The family had scrupulously followed the rules. They traveled to
Mexico in May 2024, found a cheap place to rent near the border with
California and waited nearly nine months for the chance to schedule
an asylum interview.
On Jan. 14, they got word that their interview would be on Feb 2. On
Jan. 20, the interview was canceled.
Moments after Trump took office, U.S. Customs and Border Protection
announced it had scrubbed the system used to schedule asylum
interviews and canceled tens of thousands of existing appointments.
There was no way to appeal.
The Russian family went to a San Diego border crossing to ask for
asylum, where they were taken into custody, he said.

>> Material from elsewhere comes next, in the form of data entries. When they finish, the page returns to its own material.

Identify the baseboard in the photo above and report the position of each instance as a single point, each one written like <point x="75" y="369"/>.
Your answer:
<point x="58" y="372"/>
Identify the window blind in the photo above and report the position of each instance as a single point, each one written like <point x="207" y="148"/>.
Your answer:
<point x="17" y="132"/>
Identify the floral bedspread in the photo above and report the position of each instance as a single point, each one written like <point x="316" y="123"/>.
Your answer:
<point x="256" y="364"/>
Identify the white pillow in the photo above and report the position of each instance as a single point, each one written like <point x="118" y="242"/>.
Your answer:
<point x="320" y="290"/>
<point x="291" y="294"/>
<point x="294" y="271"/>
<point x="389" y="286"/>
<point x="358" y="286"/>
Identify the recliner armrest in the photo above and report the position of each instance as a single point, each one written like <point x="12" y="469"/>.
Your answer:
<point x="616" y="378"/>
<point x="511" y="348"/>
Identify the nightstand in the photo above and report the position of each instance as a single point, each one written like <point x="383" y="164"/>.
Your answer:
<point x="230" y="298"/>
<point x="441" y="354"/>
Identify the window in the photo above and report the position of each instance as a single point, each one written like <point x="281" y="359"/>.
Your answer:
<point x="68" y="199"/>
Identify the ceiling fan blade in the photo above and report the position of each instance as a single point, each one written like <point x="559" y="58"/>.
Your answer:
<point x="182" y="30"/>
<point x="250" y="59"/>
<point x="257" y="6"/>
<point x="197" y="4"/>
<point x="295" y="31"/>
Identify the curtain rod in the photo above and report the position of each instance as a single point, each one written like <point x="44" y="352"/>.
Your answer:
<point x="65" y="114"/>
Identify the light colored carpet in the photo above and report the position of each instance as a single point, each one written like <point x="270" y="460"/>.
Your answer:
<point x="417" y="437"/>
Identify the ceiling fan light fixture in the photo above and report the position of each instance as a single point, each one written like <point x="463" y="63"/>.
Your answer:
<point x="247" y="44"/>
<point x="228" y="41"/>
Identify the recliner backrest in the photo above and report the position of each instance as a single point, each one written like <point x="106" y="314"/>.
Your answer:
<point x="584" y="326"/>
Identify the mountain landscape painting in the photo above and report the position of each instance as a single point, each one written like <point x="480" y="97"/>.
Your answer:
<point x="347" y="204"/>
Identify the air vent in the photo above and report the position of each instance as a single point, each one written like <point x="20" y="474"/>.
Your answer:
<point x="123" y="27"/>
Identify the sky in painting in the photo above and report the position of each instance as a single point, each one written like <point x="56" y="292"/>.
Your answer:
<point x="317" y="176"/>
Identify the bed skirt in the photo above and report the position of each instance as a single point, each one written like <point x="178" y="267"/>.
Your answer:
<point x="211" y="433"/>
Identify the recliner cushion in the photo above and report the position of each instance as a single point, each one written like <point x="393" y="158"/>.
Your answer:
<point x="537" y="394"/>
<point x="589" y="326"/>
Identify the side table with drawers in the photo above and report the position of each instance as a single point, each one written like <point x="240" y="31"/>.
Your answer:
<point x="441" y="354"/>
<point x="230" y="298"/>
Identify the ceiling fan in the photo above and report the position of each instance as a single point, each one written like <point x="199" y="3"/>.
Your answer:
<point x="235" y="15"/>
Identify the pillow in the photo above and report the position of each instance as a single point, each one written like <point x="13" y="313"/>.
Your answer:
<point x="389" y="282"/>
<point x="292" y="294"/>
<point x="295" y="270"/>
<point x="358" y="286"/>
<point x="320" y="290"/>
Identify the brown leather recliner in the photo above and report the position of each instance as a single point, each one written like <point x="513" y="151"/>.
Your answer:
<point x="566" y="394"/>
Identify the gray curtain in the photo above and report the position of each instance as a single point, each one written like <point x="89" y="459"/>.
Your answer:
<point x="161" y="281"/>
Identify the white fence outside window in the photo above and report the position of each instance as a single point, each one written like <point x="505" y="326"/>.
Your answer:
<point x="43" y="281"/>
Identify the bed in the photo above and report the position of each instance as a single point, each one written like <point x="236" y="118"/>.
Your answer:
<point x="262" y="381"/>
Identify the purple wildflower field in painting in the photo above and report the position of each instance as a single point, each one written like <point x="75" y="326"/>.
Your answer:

A few weeks later, they were among the immigrants who were
handcuffed, shackled and flown to Costa Rica. Only the children were
left unchained.
Turning to other countries to hold deportees
The Trump administration has tried to accelerate deportations by
turning countries like Costa Rica and Panama into “bridges,”
temporarily detaining deportees while they await return to their
countries of origin or third countries.
Earlier this year, some 200 migrants were deported from the U.S. to
Costa Rica and roughly 300 were sent to Panama.
To supporters of tighter immigration controls, the asylum system has
always been rife with exaggerated claims by people not facing real
dangers. In recent years, roughly one-third to half of asylum
applications were approved by judges.
Even some politicians who see themselves as pro-immigration say the
system faces too much abuse.
“People around the world have learned they can claim asylum and
remain in the U.S. indefinitely to pursue their claims,” retired
U.S. Rep. Barney Frank, a longtime Democratic stalwart in Congress,
wrote last year in the Wall Street Journal, defending Biden’s
tightening of asylum policies amid a flood of illegal immigration.

An uncertain future
Many of the immigrants they arrived with have left the Costa Rican
facility where they were first detained, but the Russian family has
stayed. The man cannot imagine going back to Russia and has nowhere
else to go.
He and his wife spend their days teaching Russian and a little
English to their son. He organizes volleyball games to keep people
busy.
He is not angry at the U.S. He understands the administration
wanting to crack down on illegal immigration. But, he adds, he is in
real danger. He followed the rules and can’t understand why he
didn’t get a chance to plead his case.
He fights despair almost constantly, knowing that what he did in
Russia brought his family to this place.
“I failed them,” he said. “I think that every day: I failed them.”